Nuclear and cytoplasmic phase separation enable novel functions of the SMN complex in RNP homeostasis.
- Principal investigator(s):
- Professor Oliver Gruß
- Institute of Genetics, Rheinische Friedrich-Wilhelms Universität Bonn
- Grant Type:
- Operating Grant
- Start Year:
- 3 years
- Call number:
Professor Oliver Gruß
Professor Gruß is a biochemist by training. He received his Diploma from Regensburg University. After his PhD and habilitation (a formal qualification needed to become a university professor in Germany) in Molecular Cell Biology at the University of Heidelberg and the European Molecular Biology Laboratory, he was appointed Professor of Genetics at the University of Bonn in 2015.
A common feature of all people who live with SMA is that their body cells do not produce enough functional SMN protein. This affects just a few cell types, such as the motoneurons, which cannot function properly without, or too little of it. For the rational design of SMA treatment options, it is key to understand the cellular function of SMN, its regulation and how it is affected in disease.
The inside of cells is full of molecules and therefore crowded, which often hinders their proper function. To overcome this, cells use a process called “phase separation” to bring certain components together in distinct domains and at the same time exclude those that are not needed. This allows the efficient execution of a given task. SMN is part of such domains and this localisation is disturbed in SMA.

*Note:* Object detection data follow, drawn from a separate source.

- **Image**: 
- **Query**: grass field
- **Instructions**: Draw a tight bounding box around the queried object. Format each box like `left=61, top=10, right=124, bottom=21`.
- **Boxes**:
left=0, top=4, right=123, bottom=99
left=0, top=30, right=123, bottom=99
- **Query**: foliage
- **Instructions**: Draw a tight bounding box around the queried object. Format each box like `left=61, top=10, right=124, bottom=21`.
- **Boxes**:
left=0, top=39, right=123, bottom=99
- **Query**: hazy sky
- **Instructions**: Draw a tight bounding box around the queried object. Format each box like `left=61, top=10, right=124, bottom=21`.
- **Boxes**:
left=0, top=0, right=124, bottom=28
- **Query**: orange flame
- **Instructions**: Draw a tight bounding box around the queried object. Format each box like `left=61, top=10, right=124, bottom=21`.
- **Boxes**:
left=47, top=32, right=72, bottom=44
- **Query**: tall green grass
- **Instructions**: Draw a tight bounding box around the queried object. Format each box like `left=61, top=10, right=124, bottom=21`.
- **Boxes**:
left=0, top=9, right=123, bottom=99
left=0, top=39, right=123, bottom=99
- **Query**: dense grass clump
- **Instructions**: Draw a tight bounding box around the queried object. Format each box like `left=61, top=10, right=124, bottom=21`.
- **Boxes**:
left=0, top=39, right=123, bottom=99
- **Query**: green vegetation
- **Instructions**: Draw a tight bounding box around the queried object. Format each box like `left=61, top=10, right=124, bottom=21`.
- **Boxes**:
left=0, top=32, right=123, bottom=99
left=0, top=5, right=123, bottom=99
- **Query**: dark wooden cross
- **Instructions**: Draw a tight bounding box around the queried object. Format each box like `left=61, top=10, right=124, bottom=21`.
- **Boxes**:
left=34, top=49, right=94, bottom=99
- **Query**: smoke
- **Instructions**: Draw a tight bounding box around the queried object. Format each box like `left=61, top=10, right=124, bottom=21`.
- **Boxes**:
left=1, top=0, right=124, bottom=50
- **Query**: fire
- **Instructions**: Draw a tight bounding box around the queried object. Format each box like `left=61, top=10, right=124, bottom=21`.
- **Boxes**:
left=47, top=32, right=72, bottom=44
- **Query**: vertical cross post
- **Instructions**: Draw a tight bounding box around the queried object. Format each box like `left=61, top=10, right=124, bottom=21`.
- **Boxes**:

With this grant, Professor Gruß and his team will seek to understand how this “separation” influences the function of SMN in known and potential new pathways and how it contributes to the events that lead to SMA.
How will Professor Gruß and his collaborators do this?
It is well established that the SMN complex can “separate” from the cytoplasm and the nucleoplasm to form distinct “sections”, particularly under cellular stress. The team has unravelled signalling cues that control SMN’s phase separation and proposes that separation and its regulation contribute to the function of the SMN complex, either in its established pathway or in novel pathways yet to be discovered.
They will exploit assays to directly visualise SMN’s canonical function in snRNP assembly, as well as a potential novel role in snRNP disassembly both in the nucleus and the cytoplasm. Comparing conditions that allow or preclude signals for SMN to separate will reveal specific functions of SMN’s separation capacity.
In a cellular model that mimics SMA, the team will evaluate if delay or defect in phase separation may contribute to SMN’s malfunction in SMA. This will potentially unravel a novel aspect to understand the molecular basis of SMN’s pathology in the disease.
Why is it interesting to patients?
Phase separation emerges as a general principle to regulate molecular functions under cellular stress conditions. Even though SMN has been known to undergo phase separation for more than 25 years, the impact on its functions is not well understood and underappreciated. Understanding the signals that drive SMN’s phase separation and finding ways to manipulate these with established drugs may enable the development of a novel therapeutic approaches to improve the disease.